- Genre: Comedy
- Created by: Sidhanta Mathur
- Written by: Chiranjeevi Bajpai & Parikshit Joshi
- Screenplay by: Gauri Pandit
- Story by: Parikshit Joshi
- Directed by: Sahir Raza
- Starring: Anshuman Malhotra; Mihir Ahuja; Preet Kammani; Vishnu Kaushal;
- Theme music composer: Abhigyan Arora
- Composer: Soutrik Chakraborty
- Country of origin: India
- Original language: Hindi
- No. of seasons: 2
- No. of episodes: 12 (list of episodes)

Production
- Executive producer: Sameer Bangara
- Producer: Sidhanta Mathur
- Production locations: Mumbai, India
- Cinematography: Vivian Singh Sahi
- Editor: Satya Sharma
- Camera setup: Multi-camera
- Running time: 35-40 mins
- Production company: Writeous Studios

Original release
- Network: Lionsgate India
- Release: 10 June – 7 October 2022

= Feels Like Home (web series) =

Indian comedy drama web series

Feels Like Home is a 2022 Indian Hindi-language Comedy drama streaming web series directed by Sahir Raza. The series is created and produced by Sidhanta Mathur under the banner of Writeous Studios. The series stars Anshuman Malhotra, Mihir Ahuja, Prit Kamani and Vishnu Kaushal in the lead alongside Himika Bose and Inayat Sood.

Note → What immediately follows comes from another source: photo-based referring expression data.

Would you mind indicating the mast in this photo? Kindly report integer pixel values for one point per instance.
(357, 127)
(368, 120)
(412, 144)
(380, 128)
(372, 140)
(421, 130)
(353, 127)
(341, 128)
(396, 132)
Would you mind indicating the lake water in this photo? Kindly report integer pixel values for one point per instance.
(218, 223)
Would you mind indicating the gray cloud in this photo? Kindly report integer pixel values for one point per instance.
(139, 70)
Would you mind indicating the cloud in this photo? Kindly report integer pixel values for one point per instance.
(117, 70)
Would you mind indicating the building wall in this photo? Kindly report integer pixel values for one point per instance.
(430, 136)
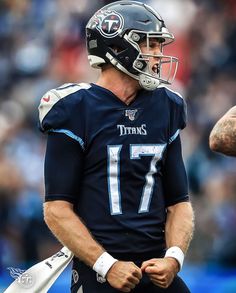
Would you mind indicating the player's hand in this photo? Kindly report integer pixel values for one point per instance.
(161, 271)
(124, 276)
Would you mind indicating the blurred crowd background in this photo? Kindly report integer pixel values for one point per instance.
(42, 45)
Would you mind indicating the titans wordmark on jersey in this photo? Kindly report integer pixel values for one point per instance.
(121, 195)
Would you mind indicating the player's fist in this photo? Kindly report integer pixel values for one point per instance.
(124, 276)
(161, 271)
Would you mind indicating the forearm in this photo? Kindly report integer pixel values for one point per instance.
(179, 225)
(71, 232)
(223, 135)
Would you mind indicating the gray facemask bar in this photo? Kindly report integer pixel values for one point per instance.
(147, 78)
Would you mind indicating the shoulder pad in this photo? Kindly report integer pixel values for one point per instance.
(55, 95)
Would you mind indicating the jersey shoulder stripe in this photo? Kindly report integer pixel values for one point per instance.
(55, 95)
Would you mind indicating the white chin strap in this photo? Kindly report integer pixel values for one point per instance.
(148, 83)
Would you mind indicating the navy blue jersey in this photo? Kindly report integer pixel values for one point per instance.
(121, 166)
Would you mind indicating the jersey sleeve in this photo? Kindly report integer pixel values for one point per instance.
(175, 181)
(178, 115)
(63, 168)
(60, 111)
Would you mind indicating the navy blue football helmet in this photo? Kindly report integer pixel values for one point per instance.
(113, 36)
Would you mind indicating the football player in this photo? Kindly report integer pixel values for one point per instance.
(116, 186)
(223, 135)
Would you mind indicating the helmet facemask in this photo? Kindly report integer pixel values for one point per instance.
(152, 74)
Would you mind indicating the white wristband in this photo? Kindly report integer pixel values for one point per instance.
(176, 253)
(103, 264)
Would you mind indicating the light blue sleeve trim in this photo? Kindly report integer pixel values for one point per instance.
(71, 135)
(173, 137)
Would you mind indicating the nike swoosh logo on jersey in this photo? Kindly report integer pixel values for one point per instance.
(47, 99)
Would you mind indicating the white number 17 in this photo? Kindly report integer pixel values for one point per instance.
(136, 152)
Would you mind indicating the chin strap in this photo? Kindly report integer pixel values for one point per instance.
(148, 83)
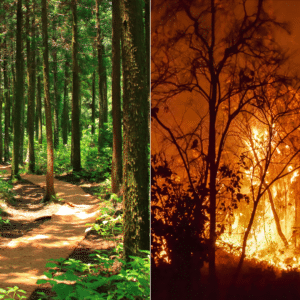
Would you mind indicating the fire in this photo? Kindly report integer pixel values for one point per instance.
(264, 242)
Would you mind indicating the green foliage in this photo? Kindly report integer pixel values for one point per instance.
(6, 192)
(96, 281)
(6, 294)
(96, 167)
(107, 224)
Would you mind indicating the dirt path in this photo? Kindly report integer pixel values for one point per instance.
(23, 260)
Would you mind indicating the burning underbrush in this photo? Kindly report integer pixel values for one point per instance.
(272, 255)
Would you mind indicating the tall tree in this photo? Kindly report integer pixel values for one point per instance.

The series premiered on Lionsgate Play on 10 June 2022. A second season premiered on the service on 7 October 2022.

== Cast ==
- Anshuman Malhotra
- Mihir Ahuja
- Prit Kamani
- Vishnu Kaushal
- Inayat Sood
- Dolly Singh
- Garvit Pruthi
- Himika Bose
- Leah Khambata
- Surbhi Dhyani
- Arun Singh
- Meher Acharia-Dar
- Diksha Sharma Raina
- Subroto Bhattacharjee

== Episodes ==
=== Series overview ===

| Series | Episodes |  | Originally released |  |
|---|---|---|---|---|
| 1 | 6 |  | 10 June 2022 |  |
| 2 | 6 |  | 7 October 2022 |  |

=== Season 1 ===

| No. overall | No. in season | Title | Directed by | Written by | Original release date |
|---|---|---|---|---|---|
| 1 | 1 | "Feels Like Responsibility" | Sahir Raza; | Chiranjeevi Bajpai; | 10 June 2022 |
| 2 | 2 | "Feels Like Give and Take" | Sahir Raza; | Chiranjeevi Bajpai; | 10 June 2022 |
| 3 | 3 | "Feels Like Summer" | Sahir Raza; | Chiranjeevi Bajpai; | 10 June 2022 |
| 4 | 4 | "Feels Like Finding Yourself" | Sahir Raza; | Chiranjeevi Bajpai; | 10 June 2022 |
| 5 | 5 | "Feels Like Family" | Sahir Raza; | Chiranjeevi Bajpai; | 10 June 2022 |
| 6 | 6 | "Feels Like Choices" | Sahir Raza; | Chiranjeevi Bajpai; | 10 June 2022 |

=== Season 2 ===

| No. overall | No. in season | Title | Directed by | Written by | Original release date |
|---|---|---|---|---|---|
| 7 | 1 | "Feels Like Fixing Yourself" | Sahir Raza; | Chiranjeevi Bajpai; | 7 October 2022 |
| 8 | 2 | "Feels Like Fear" | Sahir Raza; | Chiranjeevi Bajpai; | 7 October 2022 |
| 9 | 3 | "Feels Like Rock Bottom" | Sahir Raza; | Chiranjeevi Bajpai; | 7 October 2022 |
| 10 | 4 | "Feels Like Acceptance" | Sahir Raza; | Chiranjeevi Bajpai; | 7 October 2022 |
| 11 | 5 | "Feels Like Hope" | Sahir Raza; | Chiranjeevi Bajpai; | 7 October 2022 |
| 12 | 6 | "Feels Like Home" | Sahir Raza; | Chiranjeevi Bajpai; | 7 October 2022 |

== Production ==
=== Casting ===
Sidhanta Mathur approached Prit Kamani, Anshuman Malhotra, Vishnu Kaushal and Mihir Ahuja to star in the series.

===Development===
The series was announced by Lionsgate Play on 25 August 2021.

===Release===
The trailer of the series was released on 25 May 2022. The first season consisting of six episodes premiered on Lionsgate Play on 10 June 2022.